Predicting the Beginning of the End

The pandemic has been horrible for most, myself included. Thankfully, there is a silver lining, and modern vaccines are presently being administered to people all over the world. In Germany, the state-run vaccination program started on the 27th of December 2020, and as of the 15th of January 2021, 1.048.160 dosages have been administered.

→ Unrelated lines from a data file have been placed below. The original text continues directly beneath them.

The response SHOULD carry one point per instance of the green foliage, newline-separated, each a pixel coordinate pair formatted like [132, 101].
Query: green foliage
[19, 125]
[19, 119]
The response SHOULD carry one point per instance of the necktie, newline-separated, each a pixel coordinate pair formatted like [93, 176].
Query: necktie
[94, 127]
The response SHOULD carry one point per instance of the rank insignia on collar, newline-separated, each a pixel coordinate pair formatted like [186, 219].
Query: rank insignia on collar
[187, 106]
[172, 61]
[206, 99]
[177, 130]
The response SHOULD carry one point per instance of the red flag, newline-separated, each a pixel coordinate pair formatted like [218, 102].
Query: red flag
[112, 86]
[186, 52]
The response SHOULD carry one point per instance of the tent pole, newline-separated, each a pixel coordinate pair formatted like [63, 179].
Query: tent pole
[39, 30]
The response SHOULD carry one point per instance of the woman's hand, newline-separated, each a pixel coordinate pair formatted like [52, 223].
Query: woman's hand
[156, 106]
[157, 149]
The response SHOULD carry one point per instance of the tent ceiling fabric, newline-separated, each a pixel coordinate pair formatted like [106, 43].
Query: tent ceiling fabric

Germany's federal scientific institution in the field of biomedicine, the Robert Koch Institute, published this number on their website. Following this link, one can access a plain excel sheet that contains a table with two columns: the date, and the number of dosages of the Pfizer / BioNTech vaccine that have been administered that day.

As I'm craving a positive outlook for the future, I'll run a linear regression on this table in order to find the date when the pandemic might be over. Of course, one could argue that a linear model is unjustifiable; that Germany is not the rest of the world, and that reality is more complicated than 20 rows of data. One would be right. There's also no reason to suggest that the German authorities would be able to increase the vaccination capabilities linearly over time. All of that aside, I'd like a silver lining too, and my chosen silver lining generator is scipy.stats.linregress:

# import things, read the data, clean it up a little
# and plot a bar-chart
# [...]

# number of days since the vaccination program started
df['Days'] = (df.iloc[0, 0] - df.iloc[:, 0]).dt.days * (-1)

# run a least-squares linear regression & plot it
res = scipy.stats.linregress(x=df['Days'], y=df['# Vaccinations'])
plt.plot(x.values, res.intercept + res.slope*x.values, 'r', label='fitted line')

Straightforward enough, isn't it? Here's what the resulting bar chart looks like - the solid red line representing the regression result:

Looks good to me¹ - now let's see when the Germans will be vaccinated in a linear scenario. I'll start with a function that returns the cumulative number of vaccinated Germans:

def cumulative_vaccinated_people(x, slope, intercept):
    if x > 0:
        return cumulative_num(x-1, slope, intercept) + slope * x
    elif x == 0:
        return intercept
    else:
        raise ValueError('x >= 0 required')

Next, I write find_days() to brute-force the solution.

def find_days(slope, intercept, vaccine_shots_needed):
    for days_since_vaccination_started in range(300):
        if cumulative_vaccinated_people(days_since_vaccination_started,
                                        slope,
                                        intercept) > vaccine_shots_needed:
            print(f'Hurrah! In the linear scenario, the Germans will be vaccinated in {days_since_vaccination_started} days!')
            break

# Hurrah! In the linear scenario, the Germans will be vaccinated in 273 days!

There are 80.000.000 Germans, ~70% of them need to be vaccinated to achieve herd immunity. That's 56.000.000 Germans that need two shots of the Pfizer / BioNTech vaccine each. In conclusion, at least 112.000.000 vaccine shots are required. From the linear regression, I know that the slope is 3005 dosages/day and that the intercept is 23853 dosages; these are all the parameters that are required to run find_days().

In a linear scenario, the Germans will achieve herd immunity by October 2021. So there it is, a silver lining. I'll cling to it until this winter is over.